Heath had first hand experience of isoation and vulnerability having been abandoned by his parents when he was four he was brought up in orphanages and foster care. As a teenager he became interested in photography and he was fascinated by the picture stories on Life magazine with one in particular, Bad Boy’s Story by Ralph Crane, having a decisive influence on him. Heath joined the US Army as a machine-gunner, serving in Korea and it was whilst he was than he started taking pictures of his fellow soldiers. Once he returned from Korea he dedicated himself to photography working on the streets of Chicago and New York and photographing strangers who he identified as being lost or fragile.

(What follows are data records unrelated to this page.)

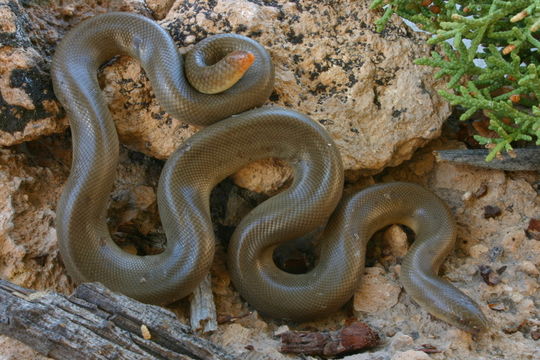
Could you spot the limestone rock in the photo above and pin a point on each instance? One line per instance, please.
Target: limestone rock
(376, 292)
(361, 85)
(28, 107)
(411, 355)
(28, 35)
(395, 239)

I had not heard of Dave Heath prior to visiting the exhibition. I thought the featured prints really conveyed a sense of isolation and uncertainty and the prints themselves whilst small were beautifully printed. In the text accompanying the images it was noted that Heath was a renowned printer and took considerable pains to tone his images to get the look he wanted. In addition to prints of his work there was a layout of A Dialogue with Solitude which showed how the work was presented when first published in 1965.

I think what this exhibition taught me was that when photographing people you need to have a clear underdstanding of the message you are trying to convey to the viewer and also the need to get close so that the emotion people express through their facial expressions and how they hold themselves is clearly visible.